Dans le livre IV nous voyons:
1° Au chap. XVII qui concerne Israël.
21. Après Salomon, les dix tribus d'Israël se séparèrent de la maison de David (qui continua de régner à Jérusalem sur la tribu de Juda et les lévites) et se donnèrent pour roi Jéroboam qui leur fit abjurer la loi de Moïse.
22. Israël persévéra dans ce péché, adorant les dieux étrangers et se livrant à toutes les abominations (impudicités).
24. Après la prise de Samarie leur capitale, le roi d'Assyrie emmena les dix tribus dans la Médie et les remplaça par un certain nombre de ses sujets de diverses provinces. Ceux-ci adorèrent à la fois leurs propres dieux et celui des Juifs.
2° Aux chap. XXI et XXIII qui concernent le royaume de Juda:
XXI. Manassé adopta les idoles des nations, rétablit sur les hauts lieux le culte qu'avait proscrit son père Ezéchias, consacra à Baal des autels et des bois sacrés (lucos), affecta deux parties du temple de Jérusalem à toute la milice du ciel (dieux Sidéraux des Chaldéens), sacrifia son fils par le feu à Moloch, établit des oracles, des pythonesses, des augures, etc.
XXIII. Josias détruisit tout ce que Salomon et ses successeurs avaient consacré au culte idolatrique; dans la maison du Seigneur il fit raser les chambres des efféminés et le bois sacré (lucus) où des femmes se tenaient sous des abris à la disposition de ceux-ci. Il brûla le char et les chevaux du soleil qu'on avait placés à l'entrée du temple. Il pollua et ruina tout ce que Salomon avait élevé sur le mont de l'offense[(130)] à Jérusalem en l'honneur d'Astaroth (d'où Astarté) idole de Sidon, de Chamos (Kama) dieu de Moab et de Melchon Ammon.»
[Note 130: (Mons offensionis). On avait ainsi nommé le lieu où Salomon avait élevé des autels aux dieux des peuples voisins, sans doute pour les concilier après les avoir assujettis. Ce fut un grand scandale pour les Juifs.]

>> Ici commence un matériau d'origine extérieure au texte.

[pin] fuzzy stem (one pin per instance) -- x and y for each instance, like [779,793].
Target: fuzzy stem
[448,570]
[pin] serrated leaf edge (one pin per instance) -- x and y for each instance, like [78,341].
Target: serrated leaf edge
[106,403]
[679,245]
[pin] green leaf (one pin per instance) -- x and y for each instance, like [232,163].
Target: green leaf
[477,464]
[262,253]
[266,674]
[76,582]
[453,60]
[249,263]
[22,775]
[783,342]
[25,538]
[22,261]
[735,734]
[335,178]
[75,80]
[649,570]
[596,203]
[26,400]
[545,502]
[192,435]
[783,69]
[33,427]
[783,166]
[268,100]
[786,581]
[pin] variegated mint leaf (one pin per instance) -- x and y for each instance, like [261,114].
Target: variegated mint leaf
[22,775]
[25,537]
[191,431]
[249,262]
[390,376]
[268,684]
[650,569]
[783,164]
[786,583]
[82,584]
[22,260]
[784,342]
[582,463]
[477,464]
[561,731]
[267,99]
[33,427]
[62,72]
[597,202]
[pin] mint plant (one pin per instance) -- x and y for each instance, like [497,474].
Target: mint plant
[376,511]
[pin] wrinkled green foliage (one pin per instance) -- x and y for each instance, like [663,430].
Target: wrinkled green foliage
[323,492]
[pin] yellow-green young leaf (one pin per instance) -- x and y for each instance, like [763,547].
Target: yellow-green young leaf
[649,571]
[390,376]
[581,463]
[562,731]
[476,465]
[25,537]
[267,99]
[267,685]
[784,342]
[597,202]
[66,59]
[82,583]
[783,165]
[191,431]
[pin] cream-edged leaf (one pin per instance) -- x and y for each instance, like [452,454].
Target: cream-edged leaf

A travers toutes les chutes et tous les scandales, les familles sacerdotales de Jérusalem et les sectes zélatrices maintinrent toujours vivace, au moins dans une élite, la foi dans le Seigneur avec une constance invincible et une passion, dont Jérémie fût l'interprète sublime dans ses lamentations et surtout dans le psaume CXXXVI.